Kommentar zum Verkehrskonzept für Gehwege Krieg auf allen Wegen

Meinung | Bonn · Wir brauchen einen öffentlicher Raum, in dem sich jeder – vor allem der Autofahrer – am Langsamsten, dem Fußgänger, orientiert, findet GA-Redakteurin Tina Stommel.

 E-Scooter dürfen unter Umständen auch auf Gehwegen fahren.

E-Scooter dürfen unter Umständen auch auf Gehwegen fahren.

Foto: picture alliance/dpa

Es klingt dramatisch, aber es entspricht der Wahrheit: Auf deutschen Gehwegen herrscht Krieg – und der Verlierer steht längst fest: Es ist der, der angeblich die Hoheit über den Gehweg hat – der Fußgänger. Jeden Tag in jeder deutschen Stadt sieht er sich auf „seinem“ Weg mehr und mehr Radfahrern, E-Bikern, demnächst noch E-Scooter-Fahrern gegenüber.

Deutsche Verkehrsplanung im Jahr 2019 sieht so aus: Alles, was nicht Auto ist, muss möglichst weg von der Straße. Der Konflikt zwischen Auto und Rad respektive E-Bike respektive E-Scooter wird schlicht verschoben – auf den Gehweg, wo er zum Konflikt zwischen Fußgänger und Rad (E-Bike, Scooter) wird. Und so wie die Autos dem Radler auf der Straße gefährlich werden – weil erstere ignorant die Radwege zuparken und die Fahrbahn aus alter Gewohnheit nur als Auto-Fahrbahn definieren, so wird nun der Radler für die Fußgänger gefährlich. Rast er aggressiv an ihnen vorbei, gibt es kein Nummernschild oder sonst ein Merkmal, das sich der Fußgänger merken kann, um Rücksichtslosigkeiten zu ahnden.

Der Fußgänger ist das schwache Glied in der zunehmend motorisierten Verkehrsteilnehmer-Kette. Zu seiner Gruppe gehören ältere Menschen, deren Reflexe weit entfernt davon sind, mit der schnellen neuen Verkehrssituation auf den Gehwegen klarzukommen.
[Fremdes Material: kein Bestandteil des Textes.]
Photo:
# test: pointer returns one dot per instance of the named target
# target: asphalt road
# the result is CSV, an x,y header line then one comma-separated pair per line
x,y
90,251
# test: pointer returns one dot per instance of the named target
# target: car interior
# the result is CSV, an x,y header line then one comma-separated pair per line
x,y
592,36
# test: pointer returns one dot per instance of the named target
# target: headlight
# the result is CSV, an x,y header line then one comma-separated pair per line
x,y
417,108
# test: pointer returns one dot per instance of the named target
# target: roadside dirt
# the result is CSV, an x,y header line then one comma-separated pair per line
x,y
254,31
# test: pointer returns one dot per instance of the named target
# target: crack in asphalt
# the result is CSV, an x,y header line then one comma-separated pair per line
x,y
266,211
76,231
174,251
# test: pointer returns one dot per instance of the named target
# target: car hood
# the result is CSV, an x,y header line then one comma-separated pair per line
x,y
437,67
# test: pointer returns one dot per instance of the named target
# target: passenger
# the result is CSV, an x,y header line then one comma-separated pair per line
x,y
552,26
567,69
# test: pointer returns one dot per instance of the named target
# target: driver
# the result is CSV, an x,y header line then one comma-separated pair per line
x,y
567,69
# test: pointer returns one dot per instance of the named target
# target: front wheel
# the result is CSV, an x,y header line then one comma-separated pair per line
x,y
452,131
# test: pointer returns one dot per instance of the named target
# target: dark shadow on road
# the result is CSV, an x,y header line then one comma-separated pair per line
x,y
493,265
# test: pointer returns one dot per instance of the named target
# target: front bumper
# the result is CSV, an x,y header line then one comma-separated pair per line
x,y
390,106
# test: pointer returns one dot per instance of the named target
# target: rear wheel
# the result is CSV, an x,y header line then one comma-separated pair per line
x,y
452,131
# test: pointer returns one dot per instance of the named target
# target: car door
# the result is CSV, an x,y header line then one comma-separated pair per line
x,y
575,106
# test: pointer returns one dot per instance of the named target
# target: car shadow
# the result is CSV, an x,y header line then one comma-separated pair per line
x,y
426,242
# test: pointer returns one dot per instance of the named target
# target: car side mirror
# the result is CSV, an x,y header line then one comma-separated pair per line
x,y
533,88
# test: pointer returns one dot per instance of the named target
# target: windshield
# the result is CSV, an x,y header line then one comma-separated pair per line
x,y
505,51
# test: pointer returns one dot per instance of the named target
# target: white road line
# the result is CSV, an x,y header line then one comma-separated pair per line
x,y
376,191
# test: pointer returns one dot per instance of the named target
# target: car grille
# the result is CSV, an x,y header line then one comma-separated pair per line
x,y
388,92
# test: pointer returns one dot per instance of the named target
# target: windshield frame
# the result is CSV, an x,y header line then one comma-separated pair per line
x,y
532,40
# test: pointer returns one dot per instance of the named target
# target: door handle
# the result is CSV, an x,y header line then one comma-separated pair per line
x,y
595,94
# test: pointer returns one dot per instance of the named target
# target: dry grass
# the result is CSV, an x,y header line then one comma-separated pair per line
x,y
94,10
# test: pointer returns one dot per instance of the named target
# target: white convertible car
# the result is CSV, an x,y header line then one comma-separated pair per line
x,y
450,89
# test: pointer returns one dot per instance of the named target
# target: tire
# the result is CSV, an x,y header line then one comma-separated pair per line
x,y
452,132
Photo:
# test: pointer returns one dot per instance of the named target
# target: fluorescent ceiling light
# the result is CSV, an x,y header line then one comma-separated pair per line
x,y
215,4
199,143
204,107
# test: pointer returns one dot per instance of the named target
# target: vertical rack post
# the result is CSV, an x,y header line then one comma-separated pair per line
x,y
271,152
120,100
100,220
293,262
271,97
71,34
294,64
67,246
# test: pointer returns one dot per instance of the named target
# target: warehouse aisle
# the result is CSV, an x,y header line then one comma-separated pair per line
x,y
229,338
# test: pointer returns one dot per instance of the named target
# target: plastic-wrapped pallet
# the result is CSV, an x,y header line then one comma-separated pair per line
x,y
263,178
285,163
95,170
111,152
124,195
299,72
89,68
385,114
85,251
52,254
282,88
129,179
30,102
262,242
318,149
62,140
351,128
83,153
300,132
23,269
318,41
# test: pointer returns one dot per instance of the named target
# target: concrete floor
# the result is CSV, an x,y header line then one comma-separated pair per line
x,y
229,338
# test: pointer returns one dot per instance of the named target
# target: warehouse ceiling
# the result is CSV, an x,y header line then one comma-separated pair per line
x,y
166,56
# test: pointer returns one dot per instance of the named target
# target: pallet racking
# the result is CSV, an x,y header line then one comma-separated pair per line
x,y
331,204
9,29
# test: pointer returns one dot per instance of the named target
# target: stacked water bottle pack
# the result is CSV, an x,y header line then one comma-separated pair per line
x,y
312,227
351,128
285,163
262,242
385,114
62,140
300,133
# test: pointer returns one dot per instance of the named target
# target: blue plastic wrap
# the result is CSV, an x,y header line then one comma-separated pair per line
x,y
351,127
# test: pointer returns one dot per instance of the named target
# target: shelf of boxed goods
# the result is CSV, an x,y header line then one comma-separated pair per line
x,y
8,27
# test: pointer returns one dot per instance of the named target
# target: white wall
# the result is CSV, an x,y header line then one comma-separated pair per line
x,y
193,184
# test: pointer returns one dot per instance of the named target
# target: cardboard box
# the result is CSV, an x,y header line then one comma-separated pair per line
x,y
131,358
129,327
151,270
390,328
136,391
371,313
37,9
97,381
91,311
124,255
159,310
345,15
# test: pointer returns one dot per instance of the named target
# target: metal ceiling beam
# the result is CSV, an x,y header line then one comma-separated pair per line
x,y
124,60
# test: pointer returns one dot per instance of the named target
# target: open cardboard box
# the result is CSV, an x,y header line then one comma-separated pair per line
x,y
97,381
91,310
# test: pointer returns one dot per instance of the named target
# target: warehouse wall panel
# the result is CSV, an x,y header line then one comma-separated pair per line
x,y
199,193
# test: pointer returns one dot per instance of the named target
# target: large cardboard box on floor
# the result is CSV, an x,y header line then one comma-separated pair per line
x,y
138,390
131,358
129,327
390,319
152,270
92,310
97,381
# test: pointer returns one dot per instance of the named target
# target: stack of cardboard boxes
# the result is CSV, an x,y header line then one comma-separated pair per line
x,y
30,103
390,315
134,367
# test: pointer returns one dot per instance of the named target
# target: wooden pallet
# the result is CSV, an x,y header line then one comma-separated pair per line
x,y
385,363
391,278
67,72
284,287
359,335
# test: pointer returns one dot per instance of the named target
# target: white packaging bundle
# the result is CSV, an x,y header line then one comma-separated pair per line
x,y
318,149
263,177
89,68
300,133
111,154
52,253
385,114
Dazu zählen auch Kinder, die spontan nach links oder rechts drängen – Achtung: Lebensgefahr. Und was macht die (Verkehrs-)Politik? O-Ton Anke Rehlinger (SPD), Saarbrücker Ressortchefin und Vorsitzende der Konferenz der Verkehrsminister: Entscheidend sei, „den Weg freizumachen“.

Die mächtige Autolobby

Nur: welchen Weg? Und frei für wen? Die Autostraße ist – wie immer – nicht gemeint. Mit der machtvollen Autolobby nämlich will man sich nicht anlegen. Mit der immer machtvoller werdenden Rad-Lobby auch nicht. Also wird der Gehweg jetzt so was von frei für alle Auto-Alternativen auf Rädern, dass alles, was nur auf zwei Beinen unterwegs ist, am besten ganz zu Hause bleibt.

Oder der Fußgänger zieht ebenfalls in den Krieg. Nur – womit? Mit Worten ist dieser Krieg nicht zu gewinnen. In einer Verkehrswelt, in der das Recht des Stärkeren (also Schnelleren) regiert, wird er den Kürzeren ziehen.

Die Alternative? „Shared Space“. Ein öffentlicher Raum, in dem sich jeder – vor allem der Autofahrer – am Langsamsten, dem Fußgänger, orientiert. In den Niederlanden gehören „Shared Spaces“ zum Städtealltag. In Deutschland wird das wohl erst möglich, wenn der Auto-Mensch das Steuer abgibt – ans selbstfahrende Auto.